If the physician is an employee of the hospital or a health care system, other rules may apply, depending on the relationship between the physician and the hospital or system.

Plan for Emergencies

Hospital-affiliated clinics need to define their emergency plans. It is in vogue for these clinics to be set up as separate legal entities, primarily for revenue and billing purposes. However, as a separate entity, the specialty clinic may have to contract and purchase services from the hospital. This is not new or uncharted territory. In fact, it is a twist on the long-term acute care model.

Many LTAC centers are located within or adjacent to a hospital and contract needed lab and radiology services from the parent facility. By following this model, individuals eyeing the establishment of a specialty clinic may be able to set up their clinic in such a way as to ensure that their patients’ needs will be met in an emergency.

The bottom line is clinics that are established to provide quality patient care services are needed in the United States.
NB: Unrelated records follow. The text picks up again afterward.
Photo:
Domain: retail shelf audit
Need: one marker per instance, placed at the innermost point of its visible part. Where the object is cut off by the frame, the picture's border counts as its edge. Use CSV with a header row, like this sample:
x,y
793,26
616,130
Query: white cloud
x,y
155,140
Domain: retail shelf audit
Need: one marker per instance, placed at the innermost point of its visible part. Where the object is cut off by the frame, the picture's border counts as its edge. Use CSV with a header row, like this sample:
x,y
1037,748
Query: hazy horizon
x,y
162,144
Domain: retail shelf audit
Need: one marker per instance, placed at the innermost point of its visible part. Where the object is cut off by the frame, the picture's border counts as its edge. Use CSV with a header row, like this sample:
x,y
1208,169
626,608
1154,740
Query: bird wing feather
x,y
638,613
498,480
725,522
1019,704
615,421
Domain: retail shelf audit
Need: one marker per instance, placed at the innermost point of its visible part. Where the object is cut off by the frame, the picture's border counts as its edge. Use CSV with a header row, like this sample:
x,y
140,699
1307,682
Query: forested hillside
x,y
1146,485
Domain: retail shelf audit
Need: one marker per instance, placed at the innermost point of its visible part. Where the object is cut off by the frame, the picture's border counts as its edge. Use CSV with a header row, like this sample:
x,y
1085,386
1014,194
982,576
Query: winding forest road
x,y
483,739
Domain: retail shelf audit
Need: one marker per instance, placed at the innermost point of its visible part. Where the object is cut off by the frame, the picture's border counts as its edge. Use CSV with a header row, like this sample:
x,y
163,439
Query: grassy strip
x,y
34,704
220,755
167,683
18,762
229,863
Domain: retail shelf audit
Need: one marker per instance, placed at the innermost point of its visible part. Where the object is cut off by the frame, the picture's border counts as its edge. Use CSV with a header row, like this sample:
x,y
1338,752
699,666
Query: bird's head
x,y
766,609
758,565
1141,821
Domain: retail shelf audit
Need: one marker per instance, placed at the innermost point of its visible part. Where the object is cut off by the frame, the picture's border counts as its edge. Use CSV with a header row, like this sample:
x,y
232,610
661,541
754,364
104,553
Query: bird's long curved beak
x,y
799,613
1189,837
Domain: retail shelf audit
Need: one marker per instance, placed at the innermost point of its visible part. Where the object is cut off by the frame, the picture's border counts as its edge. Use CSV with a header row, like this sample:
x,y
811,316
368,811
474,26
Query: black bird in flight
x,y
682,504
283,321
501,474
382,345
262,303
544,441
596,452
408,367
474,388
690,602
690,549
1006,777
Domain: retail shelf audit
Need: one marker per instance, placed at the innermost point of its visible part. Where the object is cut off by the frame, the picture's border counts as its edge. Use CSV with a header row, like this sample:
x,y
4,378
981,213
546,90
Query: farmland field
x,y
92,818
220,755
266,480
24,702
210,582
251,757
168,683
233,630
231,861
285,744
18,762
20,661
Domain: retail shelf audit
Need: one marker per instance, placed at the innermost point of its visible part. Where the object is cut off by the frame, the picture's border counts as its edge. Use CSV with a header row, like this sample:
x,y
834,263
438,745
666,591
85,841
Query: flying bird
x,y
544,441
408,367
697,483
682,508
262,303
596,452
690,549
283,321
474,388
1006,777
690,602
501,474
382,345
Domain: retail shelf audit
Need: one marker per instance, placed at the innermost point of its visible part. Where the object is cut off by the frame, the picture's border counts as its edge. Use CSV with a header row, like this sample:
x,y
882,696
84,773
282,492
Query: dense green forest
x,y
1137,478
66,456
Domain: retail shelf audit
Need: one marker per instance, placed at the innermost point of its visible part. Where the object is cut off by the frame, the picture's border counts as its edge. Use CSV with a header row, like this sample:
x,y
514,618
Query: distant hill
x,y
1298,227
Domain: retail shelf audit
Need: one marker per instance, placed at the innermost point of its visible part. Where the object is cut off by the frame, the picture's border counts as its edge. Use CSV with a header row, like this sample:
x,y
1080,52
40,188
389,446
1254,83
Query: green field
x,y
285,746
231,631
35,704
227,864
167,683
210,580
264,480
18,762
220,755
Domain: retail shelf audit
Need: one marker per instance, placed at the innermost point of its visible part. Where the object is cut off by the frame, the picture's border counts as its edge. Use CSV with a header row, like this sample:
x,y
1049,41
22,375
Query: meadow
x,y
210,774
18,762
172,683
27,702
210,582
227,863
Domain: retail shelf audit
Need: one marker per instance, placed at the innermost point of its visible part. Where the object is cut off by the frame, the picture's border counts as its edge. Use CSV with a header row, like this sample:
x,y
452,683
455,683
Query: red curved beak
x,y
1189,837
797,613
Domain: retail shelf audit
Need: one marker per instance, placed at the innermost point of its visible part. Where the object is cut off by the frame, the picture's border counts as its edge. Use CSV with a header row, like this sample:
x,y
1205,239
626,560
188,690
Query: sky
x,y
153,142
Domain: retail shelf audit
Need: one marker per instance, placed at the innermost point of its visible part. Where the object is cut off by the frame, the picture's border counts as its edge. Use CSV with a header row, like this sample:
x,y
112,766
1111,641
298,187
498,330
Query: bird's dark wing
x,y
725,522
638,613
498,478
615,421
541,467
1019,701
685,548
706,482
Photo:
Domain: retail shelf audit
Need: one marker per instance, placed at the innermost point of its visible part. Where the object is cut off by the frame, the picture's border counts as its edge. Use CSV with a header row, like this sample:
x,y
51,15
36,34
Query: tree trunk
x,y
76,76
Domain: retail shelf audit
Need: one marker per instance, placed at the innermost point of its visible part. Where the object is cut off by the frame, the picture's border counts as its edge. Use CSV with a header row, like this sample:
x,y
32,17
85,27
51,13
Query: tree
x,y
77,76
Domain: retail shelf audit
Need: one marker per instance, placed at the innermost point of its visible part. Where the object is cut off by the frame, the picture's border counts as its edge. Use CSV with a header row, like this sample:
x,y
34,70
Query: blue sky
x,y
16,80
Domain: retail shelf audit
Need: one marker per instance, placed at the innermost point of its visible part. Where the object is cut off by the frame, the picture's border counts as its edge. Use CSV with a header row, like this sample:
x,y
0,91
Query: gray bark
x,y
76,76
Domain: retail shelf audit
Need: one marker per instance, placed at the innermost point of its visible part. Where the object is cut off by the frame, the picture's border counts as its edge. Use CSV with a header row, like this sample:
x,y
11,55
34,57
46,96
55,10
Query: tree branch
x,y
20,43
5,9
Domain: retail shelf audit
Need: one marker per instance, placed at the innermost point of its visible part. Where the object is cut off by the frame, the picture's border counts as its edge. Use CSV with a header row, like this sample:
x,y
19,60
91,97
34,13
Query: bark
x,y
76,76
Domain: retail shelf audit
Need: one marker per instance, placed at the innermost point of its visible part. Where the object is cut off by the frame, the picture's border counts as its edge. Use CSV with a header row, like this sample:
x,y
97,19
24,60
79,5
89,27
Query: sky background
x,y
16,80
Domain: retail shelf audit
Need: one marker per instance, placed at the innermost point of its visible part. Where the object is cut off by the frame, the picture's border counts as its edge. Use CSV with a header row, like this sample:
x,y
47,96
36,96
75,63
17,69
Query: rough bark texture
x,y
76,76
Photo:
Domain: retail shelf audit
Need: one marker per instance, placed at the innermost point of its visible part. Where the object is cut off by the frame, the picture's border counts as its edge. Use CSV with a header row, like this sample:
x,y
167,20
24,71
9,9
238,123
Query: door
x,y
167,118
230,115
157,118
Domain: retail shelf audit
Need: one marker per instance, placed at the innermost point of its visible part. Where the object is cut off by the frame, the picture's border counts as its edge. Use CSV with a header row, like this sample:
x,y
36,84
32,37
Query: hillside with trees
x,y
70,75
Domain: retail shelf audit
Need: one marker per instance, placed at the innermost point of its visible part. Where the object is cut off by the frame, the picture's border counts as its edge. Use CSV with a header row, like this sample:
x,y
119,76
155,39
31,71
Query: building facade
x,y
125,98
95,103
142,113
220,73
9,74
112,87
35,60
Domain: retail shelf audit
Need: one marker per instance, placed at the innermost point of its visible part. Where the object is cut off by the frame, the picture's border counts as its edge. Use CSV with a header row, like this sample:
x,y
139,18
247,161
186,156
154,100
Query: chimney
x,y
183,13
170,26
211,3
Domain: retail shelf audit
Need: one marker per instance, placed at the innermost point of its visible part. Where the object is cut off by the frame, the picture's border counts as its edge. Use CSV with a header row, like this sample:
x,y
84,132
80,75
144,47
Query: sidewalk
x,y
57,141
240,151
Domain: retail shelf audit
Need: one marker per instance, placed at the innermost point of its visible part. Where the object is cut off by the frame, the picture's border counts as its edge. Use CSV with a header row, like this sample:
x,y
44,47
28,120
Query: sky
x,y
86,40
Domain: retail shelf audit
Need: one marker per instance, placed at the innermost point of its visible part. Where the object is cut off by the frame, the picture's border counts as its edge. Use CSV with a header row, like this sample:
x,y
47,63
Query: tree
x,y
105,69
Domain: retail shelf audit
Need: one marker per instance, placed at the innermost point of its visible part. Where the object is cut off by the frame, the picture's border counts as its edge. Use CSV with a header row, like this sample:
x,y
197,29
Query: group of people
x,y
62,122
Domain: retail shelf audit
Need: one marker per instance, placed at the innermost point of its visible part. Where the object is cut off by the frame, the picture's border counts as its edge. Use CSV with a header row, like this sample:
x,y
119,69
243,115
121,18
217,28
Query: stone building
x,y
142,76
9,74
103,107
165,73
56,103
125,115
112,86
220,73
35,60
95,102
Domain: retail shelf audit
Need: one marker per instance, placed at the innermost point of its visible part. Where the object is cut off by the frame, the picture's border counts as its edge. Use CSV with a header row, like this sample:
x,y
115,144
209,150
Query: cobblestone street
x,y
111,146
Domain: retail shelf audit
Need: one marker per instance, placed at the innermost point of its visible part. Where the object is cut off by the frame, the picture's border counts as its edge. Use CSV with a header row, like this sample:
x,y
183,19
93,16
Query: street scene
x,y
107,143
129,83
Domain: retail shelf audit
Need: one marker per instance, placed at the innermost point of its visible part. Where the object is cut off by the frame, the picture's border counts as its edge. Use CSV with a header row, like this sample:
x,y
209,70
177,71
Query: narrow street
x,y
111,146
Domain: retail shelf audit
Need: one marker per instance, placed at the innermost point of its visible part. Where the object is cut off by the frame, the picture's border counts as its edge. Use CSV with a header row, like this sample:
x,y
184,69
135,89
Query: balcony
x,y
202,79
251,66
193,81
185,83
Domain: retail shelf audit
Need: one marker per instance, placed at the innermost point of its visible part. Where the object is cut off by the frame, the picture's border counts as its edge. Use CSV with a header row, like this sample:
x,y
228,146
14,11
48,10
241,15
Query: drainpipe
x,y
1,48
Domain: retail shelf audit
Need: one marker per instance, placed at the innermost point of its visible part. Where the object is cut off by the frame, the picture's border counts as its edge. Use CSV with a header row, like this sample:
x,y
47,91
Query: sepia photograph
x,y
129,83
But we also need to recognize that since “specialty clinics” do have the potential to be the next great revenue generator, we need to protect our patients from the unscrupulous.

It would not be surprising to find an “asthma clinic” set up in the mall in a store that sells air filters and allergen-reducing sprays. It is even conceivable a chain of such stores could be set up across the United States. There are millions of Americans who need help managing their airway disease. If we as health care professionals don’t step up to the plate and provide the service, someone else will.

Margaret Clark is a Georgia practitioner.